18) Best horrific moment from a comedy that is not a horror comedy

(Would Vincent shooting Marvin in 'Pulp Fiction' count? That whole scene in Jimmy's kitchen is like an American Monty Python sketch...)

19) From 2010, a specific example of what movies are doing right…

(Pixar Studios. The entire process of movie-making done right. Their formula is to not have a formula, if you know what I mean. More specific? Okay, the movie 'Kick-Ass', which makes a silk purse from a sow's ear...)

20) Ryan Reynolds or Chris Evans?

(Ryan Reynolds.)

21) Speculate about the future of online film writing. What’s next?

(A ruthlessly Darwinian process. Since nobody except for Roger Ebert seems to be in the position of even scratching out a living doing it, the best long-term writers will be doing it for love. And the possibility of on-line critics being able to influence studios seems marginal, at best. Whether we'll see the return of the likes of a Pauline Kael being brought to the studios as a consultant remains to be seen. Having said all that, www.redlettermedia.com and his surgical takedown of the Star Wars prequels is the type of thing we need more of, please.)

22) Roger Livesey or David Farrar?

(Again, pass.)

23) Best father/child (male or female) movie star combo

(Kirk Douglas/Michael Douglas. Mike could never live up to his dad, (Who could?) but he's done a good job trying...)

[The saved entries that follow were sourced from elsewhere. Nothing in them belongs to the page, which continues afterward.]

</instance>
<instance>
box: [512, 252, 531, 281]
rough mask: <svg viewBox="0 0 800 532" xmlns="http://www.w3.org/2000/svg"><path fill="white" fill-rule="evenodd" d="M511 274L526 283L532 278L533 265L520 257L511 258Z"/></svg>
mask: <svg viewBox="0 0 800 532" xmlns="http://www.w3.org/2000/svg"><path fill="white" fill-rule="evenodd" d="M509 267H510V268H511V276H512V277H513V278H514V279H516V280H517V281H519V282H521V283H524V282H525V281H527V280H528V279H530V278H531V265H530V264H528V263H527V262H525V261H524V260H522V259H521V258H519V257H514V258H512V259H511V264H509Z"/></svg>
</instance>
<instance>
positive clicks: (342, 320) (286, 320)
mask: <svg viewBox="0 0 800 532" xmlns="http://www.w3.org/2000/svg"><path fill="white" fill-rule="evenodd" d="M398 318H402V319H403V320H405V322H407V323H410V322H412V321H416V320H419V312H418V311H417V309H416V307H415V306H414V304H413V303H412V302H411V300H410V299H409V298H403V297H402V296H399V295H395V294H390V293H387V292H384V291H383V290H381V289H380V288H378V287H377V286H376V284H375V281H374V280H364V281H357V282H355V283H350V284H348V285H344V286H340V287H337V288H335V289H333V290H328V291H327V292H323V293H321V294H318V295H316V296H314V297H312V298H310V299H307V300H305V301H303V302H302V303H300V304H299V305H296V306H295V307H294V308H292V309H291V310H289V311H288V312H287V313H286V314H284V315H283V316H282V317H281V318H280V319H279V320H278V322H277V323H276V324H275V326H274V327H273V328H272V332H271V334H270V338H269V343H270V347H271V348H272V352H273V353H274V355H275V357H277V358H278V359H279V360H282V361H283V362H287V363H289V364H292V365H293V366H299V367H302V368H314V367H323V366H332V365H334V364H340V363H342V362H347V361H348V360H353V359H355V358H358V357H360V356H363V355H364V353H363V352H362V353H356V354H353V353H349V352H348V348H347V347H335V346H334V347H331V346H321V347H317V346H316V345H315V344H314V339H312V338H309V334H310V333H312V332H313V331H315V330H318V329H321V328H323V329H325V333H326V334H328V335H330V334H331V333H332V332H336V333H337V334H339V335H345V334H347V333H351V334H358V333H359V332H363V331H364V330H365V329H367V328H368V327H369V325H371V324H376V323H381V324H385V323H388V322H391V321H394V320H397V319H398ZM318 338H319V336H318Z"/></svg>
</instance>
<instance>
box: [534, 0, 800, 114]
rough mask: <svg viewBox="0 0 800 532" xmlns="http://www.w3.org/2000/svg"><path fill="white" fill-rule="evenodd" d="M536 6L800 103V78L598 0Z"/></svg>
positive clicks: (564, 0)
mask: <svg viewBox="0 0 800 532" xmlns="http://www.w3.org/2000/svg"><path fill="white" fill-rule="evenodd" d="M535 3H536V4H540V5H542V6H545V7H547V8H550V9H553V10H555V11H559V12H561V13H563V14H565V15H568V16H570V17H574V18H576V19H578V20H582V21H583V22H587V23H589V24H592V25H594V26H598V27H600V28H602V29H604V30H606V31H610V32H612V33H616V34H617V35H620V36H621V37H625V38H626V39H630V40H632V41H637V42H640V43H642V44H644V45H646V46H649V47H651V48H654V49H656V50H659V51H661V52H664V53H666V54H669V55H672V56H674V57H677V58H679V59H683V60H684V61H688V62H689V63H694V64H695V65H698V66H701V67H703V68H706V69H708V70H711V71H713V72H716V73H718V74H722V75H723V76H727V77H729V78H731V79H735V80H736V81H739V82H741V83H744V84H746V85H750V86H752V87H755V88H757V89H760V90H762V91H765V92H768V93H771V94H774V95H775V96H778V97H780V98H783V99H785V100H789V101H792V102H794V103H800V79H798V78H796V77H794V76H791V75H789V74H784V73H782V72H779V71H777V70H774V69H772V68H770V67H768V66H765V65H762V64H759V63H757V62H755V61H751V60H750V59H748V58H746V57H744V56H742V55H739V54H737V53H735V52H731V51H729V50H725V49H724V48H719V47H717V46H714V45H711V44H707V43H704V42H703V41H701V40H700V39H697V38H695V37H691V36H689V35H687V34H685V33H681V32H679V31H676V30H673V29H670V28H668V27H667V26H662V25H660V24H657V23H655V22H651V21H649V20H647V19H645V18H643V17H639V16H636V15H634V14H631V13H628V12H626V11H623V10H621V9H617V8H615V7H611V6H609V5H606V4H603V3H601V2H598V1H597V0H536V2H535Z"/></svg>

24) Favorite Freddie Francis movie (as Director)

(Pass.)

25) Bringing Up Baby or The Awful Truth?

(Bringing Up Baby. Cary Grant in Hepburn's gown freaking out. "Because I just went gay all of a sudden! ", he shrieks in frustration, jumping up. The camera follows his jump.)

26) Tina Fey or Kristen Wiig?

(Tina Fey.)

27) Name a stylistically important director and the best film that would have never been made without his/her influence.

(Howard Hawks. Best film? Seven Samurai.)

28) Movie you’d most enjoy seeing remade and transplanted to a different culture (i.e. Yimou Zhang’s A Woman, a Gun and a Noodle Shop.)

(Kurosawa's High and Low, made by a contemporary American filmmaker, set now. It was orignally an Ed McBain novel. What would be interesting is to see how a contemporary audience would take a classic Greek tragedy. It would be truly universal.)

29) Link to a picture/frame grab of a movie image that for you best illustrates bliss. Elaborate.


'Nuff said.


30) With a tip of that hat to Glenn Kenny, think of a just-slightly-inadequate alternate title for a famous movie. (Examples from GK: Fan Fiction; Boudu Relieved From Cramping; The Mild Imprecation of the Cat People)

(Dr Strangelove or: You People Know That This Film Is a Comedy, Right?)